Fauzi menilai perda memiliki kekuatan hukum yang lebih ajek ketimbang sekadar menerbitkan surat keputusan (SK) gubernur. Untuk itu, pihaknya akan lebih dulu mengirim tim pengkaji ke wilayah yang lebih dulu menerbitkan SK pelarangan Ahmadiyah.
Jika rencana itu terwujud, Jakarta menambah panjang daftar daerah yang melarang ajaran Ahmadiyah. Sebelumnya, Jawa Timur dan Jawa Barat sudah menerbitkan SK yang mengharamkan aktivitas Ahmadiyah di kedua provinsi itu.
Tak semua kalangan sepakat dengan langkah pemerintah daerah itu. Ketua Fraksi Partai Kebangkitan Bangsa Dewan Perwakilan Rakyat, Marwan Jafar, menyebut perda yang dibuat pemerintah daerah itu sebagai intervensi terhadap kehidupan umat beragama, karena aturan itu memuat larangan aktivitas keagamaan. "Kepercayaan tak boleh dibunuh," katanya.
Persoalan Ahmadiyah, kata Marwan, seharusnya diselesaikan dengan dialog, yang melibatkan pemuka agama, organisasi keagamaan, dan pemerintah. Ia mendesak pemerintah segera mengevaluasi perda maupun surat keputusan gubernur anti-Ahmadiyah.
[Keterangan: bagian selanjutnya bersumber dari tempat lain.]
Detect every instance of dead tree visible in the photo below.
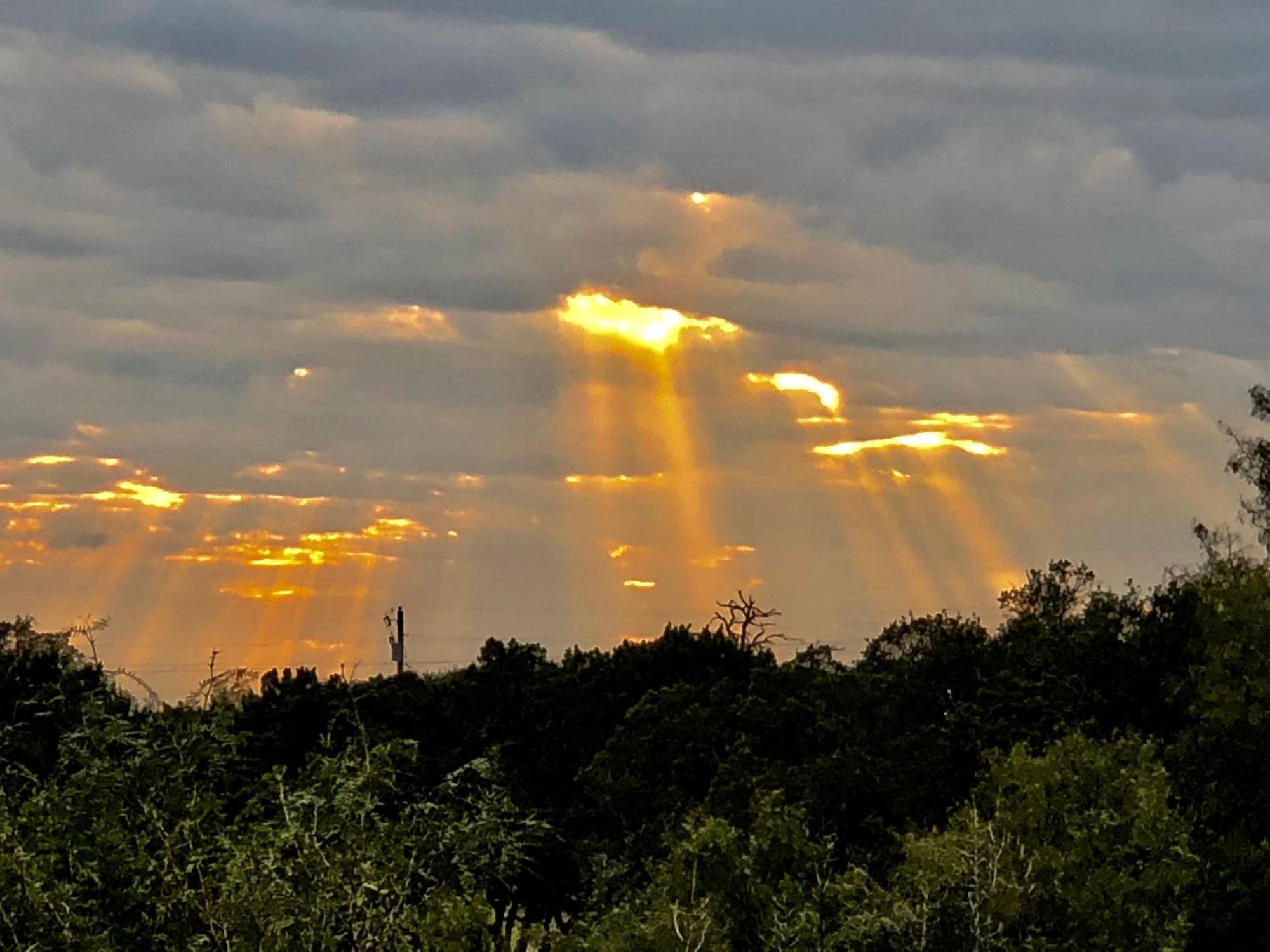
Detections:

Marwan khawatir beleid itu akan memantik konflik baru terhadap kelangsungan hidup penerus ajaran Ahmadiyah.
Direktur Pascasarjana Universitas Islam Negeri Syarif Hidayatullah, Azyumardi Azra, menambahkan, perda pelarangan tersebut bertentangan dengan konstitusi. "Perda itu inkonstitusional karena tak sesuai dengan UUD 1945, yang menjamin kebebasan beragama dan berkeyakinan serta berserikat dan berkumpul," katanya.
Tapi anggota Fraksi Partai Amanat Nasional, Catur Sapto Edi, mendukung perda pelarangan Ahmadiyah. Ia menilai perda anti-Ahmadiyah dapat dibuat selama tak memuat hal yang bisa memicu kekerasan. Bila tak menyetujui perda itu, ia menyarankan agar masyarakat menyelesaikan sengketa ini melalui jalur hukum. "Bisa melakukan judicial review," katanya.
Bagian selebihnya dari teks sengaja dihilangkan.